A photograph - a rare “action shot” documenting a family’s murder during World War II - drives a riveting process of discovery for a gifted Holocaust scholar.
In 2009, the acclaimed author of Hitler’s Furies was shown a photograph just brought to the United States Holocaust Memorial Museum. The documentation of the Holocaust is vast, but there are virtually no images of a Jewish family at the actual moment of murder, in this case by German officials and Ukrainian collaborators. A Ukrainian shooter’s rifle is inches from a woman’s head, obscured in a cloud of smoke. She is bending forward, holding the hand of a barefooted little boy.
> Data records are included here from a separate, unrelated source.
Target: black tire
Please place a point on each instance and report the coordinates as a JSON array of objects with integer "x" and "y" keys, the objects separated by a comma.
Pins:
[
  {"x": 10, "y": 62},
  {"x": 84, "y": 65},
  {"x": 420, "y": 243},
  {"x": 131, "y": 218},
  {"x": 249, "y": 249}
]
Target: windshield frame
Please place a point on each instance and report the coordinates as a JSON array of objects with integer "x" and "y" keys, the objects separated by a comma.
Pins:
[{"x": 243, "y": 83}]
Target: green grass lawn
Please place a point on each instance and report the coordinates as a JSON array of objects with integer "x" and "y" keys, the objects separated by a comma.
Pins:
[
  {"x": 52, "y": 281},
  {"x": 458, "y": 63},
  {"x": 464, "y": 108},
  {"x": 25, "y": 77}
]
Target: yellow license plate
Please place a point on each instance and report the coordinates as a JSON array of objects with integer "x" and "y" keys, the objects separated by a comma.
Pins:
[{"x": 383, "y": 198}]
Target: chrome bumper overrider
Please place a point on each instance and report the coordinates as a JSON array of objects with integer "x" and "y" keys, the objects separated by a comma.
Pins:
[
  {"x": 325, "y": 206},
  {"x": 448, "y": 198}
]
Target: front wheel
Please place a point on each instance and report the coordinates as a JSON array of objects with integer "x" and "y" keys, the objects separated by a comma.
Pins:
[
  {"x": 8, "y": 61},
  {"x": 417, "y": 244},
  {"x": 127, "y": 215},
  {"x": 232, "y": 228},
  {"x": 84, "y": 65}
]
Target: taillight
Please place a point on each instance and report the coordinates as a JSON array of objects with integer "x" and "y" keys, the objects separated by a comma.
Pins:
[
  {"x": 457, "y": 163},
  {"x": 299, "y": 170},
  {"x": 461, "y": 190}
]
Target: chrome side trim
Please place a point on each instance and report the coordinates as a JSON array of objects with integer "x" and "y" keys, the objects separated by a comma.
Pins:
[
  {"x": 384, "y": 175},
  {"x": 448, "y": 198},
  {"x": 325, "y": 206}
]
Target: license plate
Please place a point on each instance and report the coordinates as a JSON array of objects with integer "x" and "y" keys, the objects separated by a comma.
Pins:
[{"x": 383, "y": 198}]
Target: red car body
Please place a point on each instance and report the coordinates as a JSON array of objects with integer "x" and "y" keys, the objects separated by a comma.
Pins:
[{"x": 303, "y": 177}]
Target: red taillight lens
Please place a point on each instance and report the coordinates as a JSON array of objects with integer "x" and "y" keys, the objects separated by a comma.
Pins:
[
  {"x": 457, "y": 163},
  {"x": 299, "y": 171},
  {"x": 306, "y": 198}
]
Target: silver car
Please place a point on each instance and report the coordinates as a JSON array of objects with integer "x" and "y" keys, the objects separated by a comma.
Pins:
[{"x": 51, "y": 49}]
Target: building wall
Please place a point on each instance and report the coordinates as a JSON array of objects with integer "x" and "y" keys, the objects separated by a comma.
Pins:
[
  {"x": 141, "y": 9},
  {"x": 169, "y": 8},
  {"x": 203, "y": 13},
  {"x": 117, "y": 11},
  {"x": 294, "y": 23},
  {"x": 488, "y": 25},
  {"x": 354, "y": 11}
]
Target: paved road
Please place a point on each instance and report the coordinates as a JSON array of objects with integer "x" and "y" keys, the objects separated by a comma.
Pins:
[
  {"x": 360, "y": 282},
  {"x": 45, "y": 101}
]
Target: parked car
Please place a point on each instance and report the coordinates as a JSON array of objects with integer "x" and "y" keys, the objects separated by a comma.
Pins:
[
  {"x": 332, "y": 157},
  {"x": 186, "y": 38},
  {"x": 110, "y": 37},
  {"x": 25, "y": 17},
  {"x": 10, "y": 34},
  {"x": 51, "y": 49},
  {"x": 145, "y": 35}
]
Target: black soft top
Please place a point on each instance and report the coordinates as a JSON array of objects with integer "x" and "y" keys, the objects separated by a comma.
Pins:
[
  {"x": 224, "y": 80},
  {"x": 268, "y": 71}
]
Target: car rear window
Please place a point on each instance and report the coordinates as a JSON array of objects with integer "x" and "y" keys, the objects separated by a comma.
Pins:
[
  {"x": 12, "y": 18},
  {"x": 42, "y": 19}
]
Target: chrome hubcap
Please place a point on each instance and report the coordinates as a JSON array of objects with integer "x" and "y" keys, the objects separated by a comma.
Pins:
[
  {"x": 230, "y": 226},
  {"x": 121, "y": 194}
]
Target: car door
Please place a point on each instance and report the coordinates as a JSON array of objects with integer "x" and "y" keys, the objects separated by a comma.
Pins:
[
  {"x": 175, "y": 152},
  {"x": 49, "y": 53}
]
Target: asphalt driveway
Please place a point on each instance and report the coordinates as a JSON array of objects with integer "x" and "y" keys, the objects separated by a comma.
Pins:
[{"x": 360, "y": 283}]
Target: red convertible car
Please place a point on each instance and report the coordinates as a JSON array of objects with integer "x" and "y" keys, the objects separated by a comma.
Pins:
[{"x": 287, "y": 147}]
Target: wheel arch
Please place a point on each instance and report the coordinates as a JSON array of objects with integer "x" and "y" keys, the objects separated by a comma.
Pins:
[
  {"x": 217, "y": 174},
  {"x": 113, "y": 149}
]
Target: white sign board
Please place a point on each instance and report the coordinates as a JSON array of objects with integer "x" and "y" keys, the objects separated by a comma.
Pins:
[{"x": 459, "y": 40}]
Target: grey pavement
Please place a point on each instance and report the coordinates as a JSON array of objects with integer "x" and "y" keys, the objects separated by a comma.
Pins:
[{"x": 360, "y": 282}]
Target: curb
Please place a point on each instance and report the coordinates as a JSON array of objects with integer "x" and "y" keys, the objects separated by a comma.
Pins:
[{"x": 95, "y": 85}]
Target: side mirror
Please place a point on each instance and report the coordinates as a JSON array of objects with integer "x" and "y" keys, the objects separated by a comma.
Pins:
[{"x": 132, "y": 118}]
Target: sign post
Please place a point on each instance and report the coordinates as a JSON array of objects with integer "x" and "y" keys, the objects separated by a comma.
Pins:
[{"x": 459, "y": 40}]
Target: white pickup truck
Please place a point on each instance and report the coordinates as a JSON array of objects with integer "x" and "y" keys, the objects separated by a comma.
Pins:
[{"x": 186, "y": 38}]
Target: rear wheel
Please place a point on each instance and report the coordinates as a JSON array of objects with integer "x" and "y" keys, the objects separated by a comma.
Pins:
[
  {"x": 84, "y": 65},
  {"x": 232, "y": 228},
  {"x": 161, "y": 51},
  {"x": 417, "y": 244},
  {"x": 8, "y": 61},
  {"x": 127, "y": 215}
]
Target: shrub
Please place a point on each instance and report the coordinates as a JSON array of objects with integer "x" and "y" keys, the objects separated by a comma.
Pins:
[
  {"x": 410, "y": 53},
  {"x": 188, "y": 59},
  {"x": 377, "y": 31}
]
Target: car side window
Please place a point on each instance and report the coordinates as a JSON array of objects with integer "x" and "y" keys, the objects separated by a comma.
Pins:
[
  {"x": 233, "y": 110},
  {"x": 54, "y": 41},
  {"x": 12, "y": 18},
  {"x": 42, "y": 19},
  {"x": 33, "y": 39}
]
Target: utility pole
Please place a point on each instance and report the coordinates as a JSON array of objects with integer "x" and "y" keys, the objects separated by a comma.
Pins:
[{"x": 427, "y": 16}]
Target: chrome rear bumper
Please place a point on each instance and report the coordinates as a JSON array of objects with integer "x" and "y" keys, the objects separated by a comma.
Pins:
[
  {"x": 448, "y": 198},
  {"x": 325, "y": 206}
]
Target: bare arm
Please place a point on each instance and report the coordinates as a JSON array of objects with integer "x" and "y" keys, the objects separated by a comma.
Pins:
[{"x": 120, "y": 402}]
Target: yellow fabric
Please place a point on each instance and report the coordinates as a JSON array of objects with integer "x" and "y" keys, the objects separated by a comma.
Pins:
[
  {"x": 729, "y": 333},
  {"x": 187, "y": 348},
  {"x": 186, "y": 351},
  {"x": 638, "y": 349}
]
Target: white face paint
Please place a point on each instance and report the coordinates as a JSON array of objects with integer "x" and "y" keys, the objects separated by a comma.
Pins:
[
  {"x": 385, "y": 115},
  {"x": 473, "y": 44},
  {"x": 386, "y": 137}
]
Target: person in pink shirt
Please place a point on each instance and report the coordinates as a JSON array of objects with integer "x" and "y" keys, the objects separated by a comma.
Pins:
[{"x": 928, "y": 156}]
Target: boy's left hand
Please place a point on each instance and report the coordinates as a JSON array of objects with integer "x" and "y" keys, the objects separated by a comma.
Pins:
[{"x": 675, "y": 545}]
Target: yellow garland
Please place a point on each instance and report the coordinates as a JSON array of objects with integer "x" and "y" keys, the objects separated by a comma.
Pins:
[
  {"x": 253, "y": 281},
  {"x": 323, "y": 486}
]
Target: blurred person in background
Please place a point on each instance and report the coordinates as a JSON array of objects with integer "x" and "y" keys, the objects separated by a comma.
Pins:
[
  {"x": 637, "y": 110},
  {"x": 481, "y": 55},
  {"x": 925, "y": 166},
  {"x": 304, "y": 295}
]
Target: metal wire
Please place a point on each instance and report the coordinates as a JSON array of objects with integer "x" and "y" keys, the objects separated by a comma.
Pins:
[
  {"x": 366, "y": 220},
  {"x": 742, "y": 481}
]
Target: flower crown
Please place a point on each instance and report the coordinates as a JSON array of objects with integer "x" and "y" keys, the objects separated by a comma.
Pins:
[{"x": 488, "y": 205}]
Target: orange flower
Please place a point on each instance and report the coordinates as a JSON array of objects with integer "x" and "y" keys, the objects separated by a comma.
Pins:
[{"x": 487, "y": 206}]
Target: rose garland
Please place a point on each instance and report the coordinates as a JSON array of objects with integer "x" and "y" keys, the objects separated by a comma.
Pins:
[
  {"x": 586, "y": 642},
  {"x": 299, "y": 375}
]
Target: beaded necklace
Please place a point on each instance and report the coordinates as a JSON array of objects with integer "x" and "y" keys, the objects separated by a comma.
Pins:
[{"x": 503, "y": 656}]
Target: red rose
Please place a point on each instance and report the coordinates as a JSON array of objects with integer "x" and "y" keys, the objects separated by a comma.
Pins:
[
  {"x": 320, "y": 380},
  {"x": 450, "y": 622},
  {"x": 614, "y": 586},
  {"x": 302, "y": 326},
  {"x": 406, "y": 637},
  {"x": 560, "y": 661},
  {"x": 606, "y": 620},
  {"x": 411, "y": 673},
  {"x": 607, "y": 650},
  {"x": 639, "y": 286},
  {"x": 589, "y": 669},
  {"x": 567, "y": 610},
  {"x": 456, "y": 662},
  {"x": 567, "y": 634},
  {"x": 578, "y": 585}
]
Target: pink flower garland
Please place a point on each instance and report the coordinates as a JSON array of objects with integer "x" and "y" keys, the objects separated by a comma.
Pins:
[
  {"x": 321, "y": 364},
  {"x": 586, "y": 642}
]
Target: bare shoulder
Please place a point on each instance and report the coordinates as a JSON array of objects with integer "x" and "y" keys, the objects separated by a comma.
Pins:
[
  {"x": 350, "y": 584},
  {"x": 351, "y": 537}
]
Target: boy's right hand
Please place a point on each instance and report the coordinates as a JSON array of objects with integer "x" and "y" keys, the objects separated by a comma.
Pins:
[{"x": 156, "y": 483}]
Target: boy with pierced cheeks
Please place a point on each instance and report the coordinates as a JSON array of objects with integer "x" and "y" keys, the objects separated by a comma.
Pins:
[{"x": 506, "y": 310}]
And - only one of the shocking revelations of Wendy Lower’s brilliant ten-year investigation of this image - the shins of another child, slipping from the woman’s lap.
Wendy Lower’s forensic and archival detective work - in Ukraine, Germany, Slovakia, Israel, and the United States - recovers astonishing layers of detail concerning the open-air massacres in Ukraine. The identities of mother and children, of the killers - and, remarkably, of the Slovakian photographer who openly took the image, as a secret act of resistance - are dramatically uncovered. Finally, in the hands of this brilliant exceptional scholar, a single image unlocks a new understanding of the place of the family unit in the ideology of Nazi genocide.